Sontak seisi ruangan ketawa. Saya berpikir itu mungkin saja terjadi, toh BC tidak pernah punya “wanita” di kampus rawamangun sana. Sekalinya bicara dihadapan puluhan Rakanita Mentor. Siapa yang tak akan grogi jika melakukan sesuatu yang tidak biasa?

Masuk pra-dinamika tanggal 22 itu. Saya itu berharap lah adik-adik mentee saya itu kapasitas otaknya tinggi ya. Dan ya, saya dapatkan itu. Saya kasih sedikit clue, mereka langsung ambil inisiatif. Bahkan saya sempat berpikir, kalau seperti ini terus, saya yakin Indonesia akan sangat beruntung memiliki mereka.

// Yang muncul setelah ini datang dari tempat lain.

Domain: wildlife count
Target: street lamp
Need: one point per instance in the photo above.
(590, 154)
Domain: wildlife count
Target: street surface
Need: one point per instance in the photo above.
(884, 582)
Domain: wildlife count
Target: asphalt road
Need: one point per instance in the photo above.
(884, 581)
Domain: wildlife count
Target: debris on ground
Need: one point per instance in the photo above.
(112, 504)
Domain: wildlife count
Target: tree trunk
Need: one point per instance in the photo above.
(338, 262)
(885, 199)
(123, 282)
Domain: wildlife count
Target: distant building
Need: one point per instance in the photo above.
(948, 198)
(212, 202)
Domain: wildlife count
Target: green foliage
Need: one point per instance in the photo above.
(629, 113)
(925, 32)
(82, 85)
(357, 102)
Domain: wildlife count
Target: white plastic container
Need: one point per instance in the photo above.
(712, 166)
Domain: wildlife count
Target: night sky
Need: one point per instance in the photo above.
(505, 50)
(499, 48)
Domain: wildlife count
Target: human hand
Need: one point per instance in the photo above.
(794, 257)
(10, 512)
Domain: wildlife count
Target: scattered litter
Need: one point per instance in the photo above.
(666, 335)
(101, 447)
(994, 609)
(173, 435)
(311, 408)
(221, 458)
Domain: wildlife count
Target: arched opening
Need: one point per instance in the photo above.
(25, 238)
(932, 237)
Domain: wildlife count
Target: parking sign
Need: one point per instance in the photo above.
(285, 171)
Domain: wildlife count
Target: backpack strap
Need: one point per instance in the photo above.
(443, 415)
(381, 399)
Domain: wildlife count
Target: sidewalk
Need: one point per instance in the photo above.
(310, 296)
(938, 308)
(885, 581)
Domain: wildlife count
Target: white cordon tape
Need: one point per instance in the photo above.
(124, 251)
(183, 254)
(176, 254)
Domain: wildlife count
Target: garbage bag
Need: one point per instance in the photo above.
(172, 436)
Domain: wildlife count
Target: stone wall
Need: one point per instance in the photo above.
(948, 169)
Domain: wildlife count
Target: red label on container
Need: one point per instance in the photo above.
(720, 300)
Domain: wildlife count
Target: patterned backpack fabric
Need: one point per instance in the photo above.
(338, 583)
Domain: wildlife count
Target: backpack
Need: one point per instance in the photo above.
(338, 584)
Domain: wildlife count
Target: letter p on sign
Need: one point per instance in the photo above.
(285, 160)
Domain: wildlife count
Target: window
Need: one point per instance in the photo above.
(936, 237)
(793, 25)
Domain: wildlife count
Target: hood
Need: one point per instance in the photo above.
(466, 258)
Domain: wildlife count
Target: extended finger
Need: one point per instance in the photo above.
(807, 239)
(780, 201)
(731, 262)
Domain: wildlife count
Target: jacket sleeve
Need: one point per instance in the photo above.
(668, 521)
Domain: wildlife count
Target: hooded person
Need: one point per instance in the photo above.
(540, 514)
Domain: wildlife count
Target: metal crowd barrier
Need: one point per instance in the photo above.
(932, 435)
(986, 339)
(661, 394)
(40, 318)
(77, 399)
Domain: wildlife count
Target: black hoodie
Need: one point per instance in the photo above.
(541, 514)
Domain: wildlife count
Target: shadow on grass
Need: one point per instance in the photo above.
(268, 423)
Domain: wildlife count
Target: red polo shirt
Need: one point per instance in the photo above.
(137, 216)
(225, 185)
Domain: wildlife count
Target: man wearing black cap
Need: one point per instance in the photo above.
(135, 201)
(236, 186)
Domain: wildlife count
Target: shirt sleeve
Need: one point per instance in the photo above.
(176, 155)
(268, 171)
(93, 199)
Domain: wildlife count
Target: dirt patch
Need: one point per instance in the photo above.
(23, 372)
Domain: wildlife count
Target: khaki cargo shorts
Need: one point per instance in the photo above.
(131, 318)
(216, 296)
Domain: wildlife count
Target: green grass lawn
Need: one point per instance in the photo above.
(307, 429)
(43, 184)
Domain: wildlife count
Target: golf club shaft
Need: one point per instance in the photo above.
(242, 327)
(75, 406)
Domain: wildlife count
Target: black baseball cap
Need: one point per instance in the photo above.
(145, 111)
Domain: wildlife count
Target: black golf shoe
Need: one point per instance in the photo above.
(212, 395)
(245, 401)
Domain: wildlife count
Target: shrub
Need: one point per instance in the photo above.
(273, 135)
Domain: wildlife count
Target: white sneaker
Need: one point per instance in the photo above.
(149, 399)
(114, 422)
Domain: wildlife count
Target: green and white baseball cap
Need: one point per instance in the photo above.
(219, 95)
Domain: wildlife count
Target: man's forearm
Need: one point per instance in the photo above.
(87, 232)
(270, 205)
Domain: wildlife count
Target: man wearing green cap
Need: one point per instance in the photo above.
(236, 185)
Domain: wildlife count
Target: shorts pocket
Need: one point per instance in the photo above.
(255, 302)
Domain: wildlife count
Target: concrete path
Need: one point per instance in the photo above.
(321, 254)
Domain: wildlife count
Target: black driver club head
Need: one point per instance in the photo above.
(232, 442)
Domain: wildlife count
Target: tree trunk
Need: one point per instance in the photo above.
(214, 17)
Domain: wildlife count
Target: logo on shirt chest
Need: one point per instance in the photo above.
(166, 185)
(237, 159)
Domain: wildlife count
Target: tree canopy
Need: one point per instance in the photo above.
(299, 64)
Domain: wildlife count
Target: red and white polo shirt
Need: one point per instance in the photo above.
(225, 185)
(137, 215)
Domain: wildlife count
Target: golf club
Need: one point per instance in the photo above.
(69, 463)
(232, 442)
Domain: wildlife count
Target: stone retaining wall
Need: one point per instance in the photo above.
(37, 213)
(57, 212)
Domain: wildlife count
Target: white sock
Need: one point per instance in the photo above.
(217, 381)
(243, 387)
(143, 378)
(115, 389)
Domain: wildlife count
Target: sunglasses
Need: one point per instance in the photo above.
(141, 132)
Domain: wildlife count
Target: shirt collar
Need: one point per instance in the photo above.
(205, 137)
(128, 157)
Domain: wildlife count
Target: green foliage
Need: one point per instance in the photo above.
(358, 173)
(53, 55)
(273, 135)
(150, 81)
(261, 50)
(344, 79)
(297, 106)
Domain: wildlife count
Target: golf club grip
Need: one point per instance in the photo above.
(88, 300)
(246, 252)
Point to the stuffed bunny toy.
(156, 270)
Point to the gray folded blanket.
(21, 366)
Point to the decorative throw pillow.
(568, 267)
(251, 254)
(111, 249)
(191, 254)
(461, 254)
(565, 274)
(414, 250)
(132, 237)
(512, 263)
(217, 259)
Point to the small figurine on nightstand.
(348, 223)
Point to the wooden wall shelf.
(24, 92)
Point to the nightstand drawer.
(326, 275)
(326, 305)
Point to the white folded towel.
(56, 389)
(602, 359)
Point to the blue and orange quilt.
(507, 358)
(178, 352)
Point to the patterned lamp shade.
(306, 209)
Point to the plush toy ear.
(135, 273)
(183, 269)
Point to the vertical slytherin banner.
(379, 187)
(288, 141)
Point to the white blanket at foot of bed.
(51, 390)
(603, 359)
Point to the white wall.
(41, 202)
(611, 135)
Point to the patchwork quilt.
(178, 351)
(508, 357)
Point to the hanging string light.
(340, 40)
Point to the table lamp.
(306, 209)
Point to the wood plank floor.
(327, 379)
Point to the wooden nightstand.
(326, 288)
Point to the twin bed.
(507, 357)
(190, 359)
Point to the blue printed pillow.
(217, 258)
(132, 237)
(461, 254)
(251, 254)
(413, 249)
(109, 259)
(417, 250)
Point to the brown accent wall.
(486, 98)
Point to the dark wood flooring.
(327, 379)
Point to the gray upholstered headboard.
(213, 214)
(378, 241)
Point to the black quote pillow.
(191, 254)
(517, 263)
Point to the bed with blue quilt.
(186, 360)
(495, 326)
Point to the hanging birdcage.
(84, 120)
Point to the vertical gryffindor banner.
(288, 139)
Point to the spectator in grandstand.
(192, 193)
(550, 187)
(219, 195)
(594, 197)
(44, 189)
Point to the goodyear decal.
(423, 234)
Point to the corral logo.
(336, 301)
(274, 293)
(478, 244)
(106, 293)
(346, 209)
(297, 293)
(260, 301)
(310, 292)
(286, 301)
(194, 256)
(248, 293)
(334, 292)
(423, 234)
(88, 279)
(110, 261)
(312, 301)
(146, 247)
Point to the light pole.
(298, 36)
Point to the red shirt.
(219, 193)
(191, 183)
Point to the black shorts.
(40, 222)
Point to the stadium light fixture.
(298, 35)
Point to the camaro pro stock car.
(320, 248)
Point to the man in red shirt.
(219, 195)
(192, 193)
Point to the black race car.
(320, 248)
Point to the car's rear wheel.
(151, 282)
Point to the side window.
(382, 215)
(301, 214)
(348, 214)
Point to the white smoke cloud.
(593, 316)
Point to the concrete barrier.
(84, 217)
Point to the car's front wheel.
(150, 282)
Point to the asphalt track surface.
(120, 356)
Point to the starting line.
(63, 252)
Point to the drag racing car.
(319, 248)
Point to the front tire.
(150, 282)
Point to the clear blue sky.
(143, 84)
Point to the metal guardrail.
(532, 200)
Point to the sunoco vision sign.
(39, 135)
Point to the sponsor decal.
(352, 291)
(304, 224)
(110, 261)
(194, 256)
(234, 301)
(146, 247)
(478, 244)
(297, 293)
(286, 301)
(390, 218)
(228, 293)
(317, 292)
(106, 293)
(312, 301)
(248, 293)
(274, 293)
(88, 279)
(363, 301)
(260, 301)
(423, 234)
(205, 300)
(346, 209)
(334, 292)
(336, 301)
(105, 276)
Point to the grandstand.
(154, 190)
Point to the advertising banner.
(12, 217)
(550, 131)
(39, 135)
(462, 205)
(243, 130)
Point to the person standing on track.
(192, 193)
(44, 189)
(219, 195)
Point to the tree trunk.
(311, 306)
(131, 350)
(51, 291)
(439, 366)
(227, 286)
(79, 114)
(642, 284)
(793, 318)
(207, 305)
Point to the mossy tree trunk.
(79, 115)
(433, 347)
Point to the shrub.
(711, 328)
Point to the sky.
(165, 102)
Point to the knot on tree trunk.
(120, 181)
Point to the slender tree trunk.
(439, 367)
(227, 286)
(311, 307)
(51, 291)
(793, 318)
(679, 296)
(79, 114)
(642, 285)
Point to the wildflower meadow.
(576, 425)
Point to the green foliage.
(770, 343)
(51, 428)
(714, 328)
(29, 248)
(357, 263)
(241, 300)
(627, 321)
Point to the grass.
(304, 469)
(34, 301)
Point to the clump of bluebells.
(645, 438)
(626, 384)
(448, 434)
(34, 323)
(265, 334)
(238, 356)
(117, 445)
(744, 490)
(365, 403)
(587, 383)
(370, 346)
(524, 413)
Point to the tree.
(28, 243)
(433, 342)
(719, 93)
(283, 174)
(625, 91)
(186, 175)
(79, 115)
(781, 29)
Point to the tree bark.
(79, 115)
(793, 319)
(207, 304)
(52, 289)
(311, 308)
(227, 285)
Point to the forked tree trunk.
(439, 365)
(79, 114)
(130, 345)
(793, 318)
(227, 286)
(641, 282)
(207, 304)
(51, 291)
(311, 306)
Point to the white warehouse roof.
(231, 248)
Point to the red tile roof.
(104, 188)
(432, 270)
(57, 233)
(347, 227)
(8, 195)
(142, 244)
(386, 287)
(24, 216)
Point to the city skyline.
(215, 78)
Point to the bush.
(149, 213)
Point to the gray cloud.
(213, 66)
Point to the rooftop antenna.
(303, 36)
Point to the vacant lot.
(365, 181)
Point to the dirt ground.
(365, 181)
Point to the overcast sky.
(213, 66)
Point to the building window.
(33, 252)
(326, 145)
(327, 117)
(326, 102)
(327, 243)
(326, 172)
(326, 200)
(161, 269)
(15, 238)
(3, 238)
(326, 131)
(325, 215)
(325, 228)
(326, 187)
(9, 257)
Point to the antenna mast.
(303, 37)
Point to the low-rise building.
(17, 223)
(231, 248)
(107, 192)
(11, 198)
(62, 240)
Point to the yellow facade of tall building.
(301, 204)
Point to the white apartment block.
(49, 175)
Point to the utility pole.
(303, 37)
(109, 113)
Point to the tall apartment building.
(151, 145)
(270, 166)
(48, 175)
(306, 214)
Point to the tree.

Entah bagaimana, saya itu tipikal yang tidak peduli dengan tugas ya. Saya ingin membangun suatu perasaan nyaman serta merubah diri imut mereka ke realistis-idealis. Kira-kira beberapa waktu berinteraksi, saya dapatkan kunci masuk ke mereka. Bagaimana caranya? Ah tidak usah dibocorkanlah. Karena malu saja, masa saya harus cerita saya tidak tidur selama dua malam hanya untuk menghafal nama dan wajah mereka? Masa saya harus cerita saya tidak tidur selama dua malam hanya untuk membuka facebook dan twitter mereka dan mencari serta menghafal tentang jati diri mereka. Saya serius ingin mengembangkan mereka, untuk itu, saya akan akan lakukan apapun yang saya bisa. Tugas pertama saya adalah saya harus bisa masuk ke dalam hati mereka. Setidaknya, mereka harus punya sedikit kepercayaan pada saya.



Rekan, Raka dan Raknita Mentor, sesaat setelah Evaluasi Malam terakhir Dinamika
Rekan, Raka dan Raknita Mentor, sesaat setelah Evaluasi Malam terakhir Dinamika

Pada hari kedua, seingat saya, Revia, rakanita mentor yang berada dalam tim saya terserang asma. Ia terbaring tak berdaya di ruang mentor. Saat itu juga, saat itu juga, saya benar-benar tidak ingin meninggalkan rekan satu tim saya ini. saya ingat kira-kira waktu menunjukkan 22.10 WIB. Lalu medis datang dan mengantarkan Revia ke rumah sakit. Malam itu juga saya memahami, latihan fisik selama diklat Mentor itu ada manfaatnya, ada gunanya. Terima kasih kabid!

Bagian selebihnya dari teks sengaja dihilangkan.